Find out just how beneficial fallen leaves are for your yard.
By: Anne Reagan, Porch.com
For many homeowners, the fall season signifies weekends full of raking leaves and trying to fit them awkwardly into yard bags (which always seem to be smaller than the head of the rake). Some trees are notorious leaf droppers, and you may have to rake leaves, acorns, needles and “helicopters” from September through December. Although it may feel like you’ve raked a million leaves (and you may even wish you didn’t have trees at all), the fallen leaves in your yard have tremendous beneficial power to your yard’s ecosystem.
Understanding how to best remove leaves and use them to your advantage will make this chore feel worthwhile.
The many benefits of dead leaves
Fallen leaves offer many benefits to the landscape and smart gardeners hold on to excess leaves so they can add beneficial nutrients to their garden all year long. Leaves can absorb water, prevent run-off and put necessary nutrients back into the ground. But some leaves are large, and don’t break down as quickly. That’s why many gardeners look forward to mulching their leaves as it can be used for multiple purposes like mulching around shrubs and plants, it can be added to the compost bin, spread on top of raised beds as soil amendment, and used as fertilizer on lawns.
In fact, new studies have shown that chopped leaves left on lawns can actually help reduce weeds. A leaf-only compost pile will eventually break down and turn into leaf mold, which is full of powerful nutrients for the yard.
Rake or blow while leaves are dry
Use a leaf blower or rake to get leaves off of the lawn, driveway and walkway, when they are dry and lightweight. The trick is to get the leaves into your yard waste bin quickly and easily so you aren’t spending all day doing this task. There are many specialized tools like tarps, buckets or hand rakes and you may need to experiment with the best method that works for you. Keep in mind that most regions have banned leaf burning so you will need to legally dispose of your leaves.
Rake leaves as they fall
Although this may feel like a real chore, it’s better to rake often rather than to wait until all the leaves have fallen. Leaves are very heavy when wet and you may find them too heavy to actually lift into a bag.
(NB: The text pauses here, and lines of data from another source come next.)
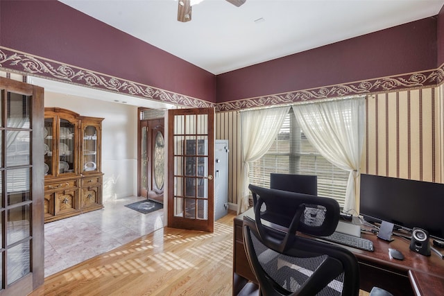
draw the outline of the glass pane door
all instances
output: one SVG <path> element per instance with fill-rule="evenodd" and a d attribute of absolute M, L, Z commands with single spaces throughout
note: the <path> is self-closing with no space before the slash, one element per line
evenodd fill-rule
<path fill-rule="evenodd" d="M 5 284 L 10 285 L 31 272 L 31 96 L 8 92 L 6 100 L 6 163 L 2 172 L 6 180 L 6 256 L 1 258 L 6 261 Z"/>
<path fill-rule="evenodd" d="M 97 171 L 97 130 L 87 125 L 83 130 L 83 171 Z"/>
<path fill-rule="evenodd" d="M 74 127 L 66 119 L 60 119 L 58 143 L 58 173 L 65 174 L 74 171 Z"/>
<path fill-rule="evenodd" d="M 53 119 L 44 119 L 44 130 L 43 130 L 43 136 L 44 137 L 44 143 L 43 144 L 43 150 L 44 153 L 44 175 L 53 175 L 53 151 L 54 150 L 54 125 Z"/>
<path fill-rule="evenodd" d="M 212 232 L 214 110 L 169 112 L 168 224 Z"/>
<path fill-rule="evenodd" d="M 0 77 L 0 295 L 44 281 L 43 89 Z"/>

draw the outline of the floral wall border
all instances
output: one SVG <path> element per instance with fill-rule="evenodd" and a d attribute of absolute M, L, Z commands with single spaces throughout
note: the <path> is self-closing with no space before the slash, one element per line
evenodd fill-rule
<path fill-rule="evenodd" d="M 443 64 L 444 65 L 444 64 Z M 337 98 L 358 94 L 370 94 L 437 86 L 444 81 L 444 66 L 439 69 L 398 76 L 357 81 L 310 89 L 289 92 L 257 98 L 219 103 L 216 112 L 230 112 L 275 105 L 291 104 L 309 100 Z"/>
<path fill-rule="evenodd" d="M 213 107 L 216 112 L 289 104 L 309 100 L 437 86 L 444 82 L 443 64 L 437 69 L 214 104 L 3 46 L 0 46 L 1 68 L 24 75 L 32 74 L 41 78 L 165 102 L 182 107 L 194 108 Z"/>
<path fill-rule="evenodd" d="M 62 64 L 0 46 L 0 68 L 63 82 L 194 108 L 214 107 L 206 101 Z"/>

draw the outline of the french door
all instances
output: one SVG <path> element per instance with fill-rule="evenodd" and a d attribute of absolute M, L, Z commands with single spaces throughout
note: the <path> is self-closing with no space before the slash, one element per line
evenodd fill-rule
<path fill-rule="evenodd" d="M 43 284 L 43 89 L 0 78 L 0 296 Z"/>
<path fill-rule="evenodd" d="M 212 232 L 214 110 L 171 110 L 168 118 L 168 226 Z"/>

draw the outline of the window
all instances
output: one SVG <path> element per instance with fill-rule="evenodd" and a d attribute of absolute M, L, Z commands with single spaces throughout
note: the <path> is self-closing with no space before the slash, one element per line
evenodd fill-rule
<path fill-rule="evenodd" d="M 271 173 L 316 175 L 318 195 L 344 205 L 349 173 L 332 164 L 309 143 L 291 110 L 267 153 L 249 166 L 250 182 L 266 188 Z"/>

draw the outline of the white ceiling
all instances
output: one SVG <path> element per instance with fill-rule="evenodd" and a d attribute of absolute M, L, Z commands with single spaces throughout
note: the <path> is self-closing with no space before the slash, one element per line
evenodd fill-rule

Additionally, whole, wet soggy leaves (not shredded leaves) aren’t good for the health of the lawn as it can suffocate and encourage pests and disease like snow mold. Chances are your grass is still growing even in the fall, so you’ll want to keep whole leaves off of the lawn. When grass blades are ready to grow in the spring, significant leaf coverage can make your spring lawn look unhealthy and unattractive.
Shred and mulch leaves
Some lawnmowers can be fitted with a mulch or shred blade, which works well to cut leaves into tiny pieces and turn them into mulch. First blow the leaves on to the lawn, set your lawnmower’s shred blade up high (so you don’t cut the grass blades too short), and continue to mow over the leaves until they have been shredded into small pieces. Mulched leaves can actually benefit the health of the lawn and can help add nitrogen. Just make sure that you spread it evenly over the lawn can still see the blades of grass through the mulched leaves.
Landscape companies, especially those who specialize in leaf removal, offer their customers a really fast way to remove leaves by use of a specialized vacuum. This vacuum is often attached to a truck that can hold a large amount of leaves. The landscapers may first blow, rake or push the leaves to a giant pile where it can be quickly vacuumed. This is a great way to remove a lot of leaves at one time and is ideal for large properties.